Exploring Unbiased Deepfake Detection via Token-Level Shuffling and Mixing
Journal:
arXiv
Published Date:
Jan 8, 2025
Abstract
The generalization problem is broadly recognized as a critical challenge in
detecting deepfakes. Most previous work believes that the generalization gap is
caused by the differences among various forgery methods. However, our
investigation reveals that the generalization issue can still occur when
forgery-irrelevant factors shift. In this work, we identify two biases that
detectors may also be prone to overfitting: position bias and content bias, as
depicted in Fig. 1. For the position bias, we observe that detectors are prone
to lazily depending on the specific positions within an image (e.g., central
regions even no forgery). As for content bias, we argue that detectors may
potentially and mistakenly utilize forgery-unrelated information for detection
(e.g., background, and hair). To intervene these biases, we propose two
branches for shuffling and mixing with tokens in the latent space of
transformers. For the shuffling branch, we rearrange the tokens and
corresponding position embedding for each image while maintaining the local
correlation.

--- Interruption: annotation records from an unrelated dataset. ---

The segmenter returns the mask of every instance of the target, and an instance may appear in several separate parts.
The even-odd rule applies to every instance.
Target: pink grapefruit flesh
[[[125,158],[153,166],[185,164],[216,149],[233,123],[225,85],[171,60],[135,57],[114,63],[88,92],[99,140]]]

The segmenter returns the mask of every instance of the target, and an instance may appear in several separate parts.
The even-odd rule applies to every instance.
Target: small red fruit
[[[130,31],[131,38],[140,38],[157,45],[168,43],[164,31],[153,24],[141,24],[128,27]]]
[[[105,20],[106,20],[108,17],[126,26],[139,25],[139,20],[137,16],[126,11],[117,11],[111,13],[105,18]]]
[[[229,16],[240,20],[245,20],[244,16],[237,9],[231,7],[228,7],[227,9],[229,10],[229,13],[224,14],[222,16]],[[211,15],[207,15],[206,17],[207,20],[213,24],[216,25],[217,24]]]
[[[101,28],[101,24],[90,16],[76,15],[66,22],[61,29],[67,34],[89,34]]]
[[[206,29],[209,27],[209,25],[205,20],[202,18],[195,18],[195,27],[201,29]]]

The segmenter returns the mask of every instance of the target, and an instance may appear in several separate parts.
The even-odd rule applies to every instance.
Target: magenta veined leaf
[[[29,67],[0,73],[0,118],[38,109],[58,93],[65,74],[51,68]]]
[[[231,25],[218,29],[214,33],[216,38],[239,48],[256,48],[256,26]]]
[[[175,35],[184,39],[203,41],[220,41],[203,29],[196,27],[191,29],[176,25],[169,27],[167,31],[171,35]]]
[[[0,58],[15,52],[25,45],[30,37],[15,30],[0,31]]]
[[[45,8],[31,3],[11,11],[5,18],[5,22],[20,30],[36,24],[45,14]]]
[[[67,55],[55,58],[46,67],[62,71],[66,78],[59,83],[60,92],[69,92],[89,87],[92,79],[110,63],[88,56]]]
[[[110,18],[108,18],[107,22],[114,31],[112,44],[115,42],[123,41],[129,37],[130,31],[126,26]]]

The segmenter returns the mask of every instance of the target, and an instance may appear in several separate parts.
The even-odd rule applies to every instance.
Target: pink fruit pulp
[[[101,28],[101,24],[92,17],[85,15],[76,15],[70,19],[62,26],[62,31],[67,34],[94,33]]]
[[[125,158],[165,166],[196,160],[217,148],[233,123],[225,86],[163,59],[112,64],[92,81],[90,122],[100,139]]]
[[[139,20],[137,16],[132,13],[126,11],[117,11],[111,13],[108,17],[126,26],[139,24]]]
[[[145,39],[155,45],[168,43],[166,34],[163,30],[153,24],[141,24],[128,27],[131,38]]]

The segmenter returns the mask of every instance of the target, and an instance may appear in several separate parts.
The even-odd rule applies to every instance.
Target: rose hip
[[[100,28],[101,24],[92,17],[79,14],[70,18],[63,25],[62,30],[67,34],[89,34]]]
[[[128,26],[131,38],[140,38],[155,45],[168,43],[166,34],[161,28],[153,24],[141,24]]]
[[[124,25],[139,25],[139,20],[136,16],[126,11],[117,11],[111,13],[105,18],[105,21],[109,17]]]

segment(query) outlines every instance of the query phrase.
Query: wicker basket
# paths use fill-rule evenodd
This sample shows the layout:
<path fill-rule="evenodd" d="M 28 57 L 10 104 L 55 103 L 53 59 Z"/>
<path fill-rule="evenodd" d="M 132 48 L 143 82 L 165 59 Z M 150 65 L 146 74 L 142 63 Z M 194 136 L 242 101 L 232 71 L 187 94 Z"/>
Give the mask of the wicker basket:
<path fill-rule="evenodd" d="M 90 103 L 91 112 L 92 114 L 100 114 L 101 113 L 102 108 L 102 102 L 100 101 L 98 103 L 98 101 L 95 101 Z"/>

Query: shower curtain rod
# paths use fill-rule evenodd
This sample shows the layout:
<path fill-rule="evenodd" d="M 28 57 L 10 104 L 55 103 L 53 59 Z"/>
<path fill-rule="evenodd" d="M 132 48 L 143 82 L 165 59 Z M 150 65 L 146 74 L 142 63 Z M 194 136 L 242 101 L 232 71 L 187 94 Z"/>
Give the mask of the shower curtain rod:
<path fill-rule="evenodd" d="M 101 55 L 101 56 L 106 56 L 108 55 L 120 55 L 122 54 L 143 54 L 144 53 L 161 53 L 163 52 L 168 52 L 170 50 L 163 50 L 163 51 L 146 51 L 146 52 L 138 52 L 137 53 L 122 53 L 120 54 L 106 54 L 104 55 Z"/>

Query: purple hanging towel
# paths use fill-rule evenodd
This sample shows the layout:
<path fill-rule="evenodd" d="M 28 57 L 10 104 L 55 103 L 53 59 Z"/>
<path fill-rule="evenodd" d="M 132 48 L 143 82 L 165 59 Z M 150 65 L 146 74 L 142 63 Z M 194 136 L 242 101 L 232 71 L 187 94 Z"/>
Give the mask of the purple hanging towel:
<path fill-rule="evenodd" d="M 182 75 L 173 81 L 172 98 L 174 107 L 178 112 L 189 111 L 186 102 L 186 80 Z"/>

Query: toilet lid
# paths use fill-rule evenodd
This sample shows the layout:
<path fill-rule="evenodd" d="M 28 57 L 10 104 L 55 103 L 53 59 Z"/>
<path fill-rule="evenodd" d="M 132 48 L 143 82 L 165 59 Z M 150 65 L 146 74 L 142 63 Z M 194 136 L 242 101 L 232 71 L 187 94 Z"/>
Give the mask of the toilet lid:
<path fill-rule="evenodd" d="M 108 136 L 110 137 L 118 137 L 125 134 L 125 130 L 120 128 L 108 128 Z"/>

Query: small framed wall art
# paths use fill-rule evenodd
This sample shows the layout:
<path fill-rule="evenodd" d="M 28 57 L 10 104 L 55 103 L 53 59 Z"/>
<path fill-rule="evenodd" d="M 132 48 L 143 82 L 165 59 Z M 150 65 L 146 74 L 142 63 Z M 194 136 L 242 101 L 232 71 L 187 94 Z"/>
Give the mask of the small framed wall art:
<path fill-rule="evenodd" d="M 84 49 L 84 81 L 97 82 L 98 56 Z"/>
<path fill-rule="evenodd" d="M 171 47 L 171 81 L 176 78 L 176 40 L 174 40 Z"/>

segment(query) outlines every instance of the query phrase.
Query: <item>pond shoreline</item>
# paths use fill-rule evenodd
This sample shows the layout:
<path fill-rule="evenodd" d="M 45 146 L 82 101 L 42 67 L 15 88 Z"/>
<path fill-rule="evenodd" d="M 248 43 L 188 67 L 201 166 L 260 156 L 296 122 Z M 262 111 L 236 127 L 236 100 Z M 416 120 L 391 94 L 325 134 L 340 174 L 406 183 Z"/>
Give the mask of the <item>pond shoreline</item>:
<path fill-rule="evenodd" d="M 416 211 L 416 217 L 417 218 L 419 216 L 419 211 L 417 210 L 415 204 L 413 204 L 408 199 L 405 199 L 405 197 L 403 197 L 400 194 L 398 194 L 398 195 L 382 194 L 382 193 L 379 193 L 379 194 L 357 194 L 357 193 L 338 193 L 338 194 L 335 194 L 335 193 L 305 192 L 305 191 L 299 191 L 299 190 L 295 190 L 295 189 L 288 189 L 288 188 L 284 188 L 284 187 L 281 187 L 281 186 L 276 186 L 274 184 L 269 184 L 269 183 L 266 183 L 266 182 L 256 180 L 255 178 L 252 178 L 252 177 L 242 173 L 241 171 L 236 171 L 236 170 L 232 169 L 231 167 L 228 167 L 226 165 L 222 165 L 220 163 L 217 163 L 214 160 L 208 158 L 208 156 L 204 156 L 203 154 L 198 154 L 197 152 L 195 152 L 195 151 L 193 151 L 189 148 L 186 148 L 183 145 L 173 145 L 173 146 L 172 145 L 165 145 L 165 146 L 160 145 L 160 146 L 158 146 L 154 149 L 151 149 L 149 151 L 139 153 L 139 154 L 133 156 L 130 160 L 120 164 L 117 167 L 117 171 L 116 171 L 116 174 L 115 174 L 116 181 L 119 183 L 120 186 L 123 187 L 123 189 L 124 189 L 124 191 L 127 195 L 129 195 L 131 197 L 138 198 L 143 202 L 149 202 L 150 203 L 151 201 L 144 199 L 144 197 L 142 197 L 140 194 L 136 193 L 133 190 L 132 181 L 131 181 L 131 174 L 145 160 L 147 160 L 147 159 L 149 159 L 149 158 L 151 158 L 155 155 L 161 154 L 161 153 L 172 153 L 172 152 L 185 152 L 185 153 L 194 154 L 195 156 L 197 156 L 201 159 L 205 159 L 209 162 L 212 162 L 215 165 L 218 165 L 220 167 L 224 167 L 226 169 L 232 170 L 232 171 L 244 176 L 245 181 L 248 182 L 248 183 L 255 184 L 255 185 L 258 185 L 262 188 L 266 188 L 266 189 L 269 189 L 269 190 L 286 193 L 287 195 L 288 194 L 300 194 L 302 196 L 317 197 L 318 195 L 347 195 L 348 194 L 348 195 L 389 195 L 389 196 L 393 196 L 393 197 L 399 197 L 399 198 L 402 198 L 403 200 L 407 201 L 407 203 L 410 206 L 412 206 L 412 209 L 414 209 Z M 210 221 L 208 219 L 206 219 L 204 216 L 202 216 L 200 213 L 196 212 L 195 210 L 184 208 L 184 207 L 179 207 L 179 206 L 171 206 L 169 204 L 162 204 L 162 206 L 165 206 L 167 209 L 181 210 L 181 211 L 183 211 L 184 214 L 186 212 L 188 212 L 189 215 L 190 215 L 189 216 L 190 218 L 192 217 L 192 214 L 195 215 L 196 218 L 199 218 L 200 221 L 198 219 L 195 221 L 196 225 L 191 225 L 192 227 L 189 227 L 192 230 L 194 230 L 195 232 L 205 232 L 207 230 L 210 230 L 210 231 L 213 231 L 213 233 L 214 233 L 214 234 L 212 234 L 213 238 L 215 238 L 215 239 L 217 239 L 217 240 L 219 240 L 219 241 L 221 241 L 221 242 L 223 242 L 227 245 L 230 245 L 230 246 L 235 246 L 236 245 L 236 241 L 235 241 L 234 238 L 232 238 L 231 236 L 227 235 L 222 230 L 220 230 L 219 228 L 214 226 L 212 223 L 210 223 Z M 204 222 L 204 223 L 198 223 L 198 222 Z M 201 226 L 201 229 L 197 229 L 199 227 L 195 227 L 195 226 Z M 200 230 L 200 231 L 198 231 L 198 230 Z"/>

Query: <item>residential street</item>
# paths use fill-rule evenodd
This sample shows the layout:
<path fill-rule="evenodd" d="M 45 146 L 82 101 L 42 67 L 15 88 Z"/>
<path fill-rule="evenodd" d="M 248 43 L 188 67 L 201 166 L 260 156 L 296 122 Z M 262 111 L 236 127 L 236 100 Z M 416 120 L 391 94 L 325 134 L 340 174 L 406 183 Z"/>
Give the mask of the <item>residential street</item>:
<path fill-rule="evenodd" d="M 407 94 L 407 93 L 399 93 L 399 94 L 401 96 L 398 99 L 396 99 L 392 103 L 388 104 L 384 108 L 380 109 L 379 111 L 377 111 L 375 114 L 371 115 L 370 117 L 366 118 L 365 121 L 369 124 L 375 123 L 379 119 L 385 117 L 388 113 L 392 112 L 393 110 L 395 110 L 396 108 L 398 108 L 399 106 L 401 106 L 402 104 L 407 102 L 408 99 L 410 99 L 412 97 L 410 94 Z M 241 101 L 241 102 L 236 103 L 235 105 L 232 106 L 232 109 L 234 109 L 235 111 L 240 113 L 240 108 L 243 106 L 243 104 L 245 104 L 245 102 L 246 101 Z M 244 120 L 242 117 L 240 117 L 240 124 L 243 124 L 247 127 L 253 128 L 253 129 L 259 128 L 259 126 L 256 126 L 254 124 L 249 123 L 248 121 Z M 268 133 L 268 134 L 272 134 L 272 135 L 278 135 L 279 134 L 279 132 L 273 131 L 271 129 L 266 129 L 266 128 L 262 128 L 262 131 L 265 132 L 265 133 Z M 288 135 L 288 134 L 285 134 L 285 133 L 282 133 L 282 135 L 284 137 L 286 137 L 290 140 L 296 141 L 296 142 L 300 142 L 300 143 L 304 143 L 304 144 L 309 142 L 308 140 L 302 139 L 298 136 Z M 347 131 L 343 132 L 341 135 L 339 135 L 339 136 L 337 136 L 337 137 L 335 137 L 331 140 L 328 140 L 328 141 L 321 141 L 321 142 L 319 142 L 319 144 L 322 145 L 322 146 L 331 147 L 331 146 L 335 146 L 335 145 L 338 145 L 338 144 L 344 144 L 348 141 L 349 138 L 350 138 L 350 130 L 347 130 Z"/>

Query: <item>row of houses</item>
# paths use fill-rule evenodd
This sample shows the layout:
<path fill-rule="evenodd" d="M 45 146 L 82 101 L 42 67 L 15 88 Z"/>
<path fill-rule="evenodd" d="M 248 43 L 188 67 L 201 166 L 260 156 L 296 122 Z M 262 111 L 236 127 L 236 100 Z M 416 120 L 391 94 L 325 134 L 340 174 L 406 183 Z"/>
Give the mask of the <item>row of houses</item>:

For the mixing branch, we randomly select and mix the tokens in
the latent space between two images with the same label within the mini-batch
to recombine the content information. During the learning process, we align the
outputs of detectors from different branches in both feature space and logit
space. Contrastive losses for features and divergence losses for logits are
applied to obtain unbiased feature representation and classifiers. We
demonstrate and verify the effectiveness of our method through extensive
experiments on widely used evaluation datasets.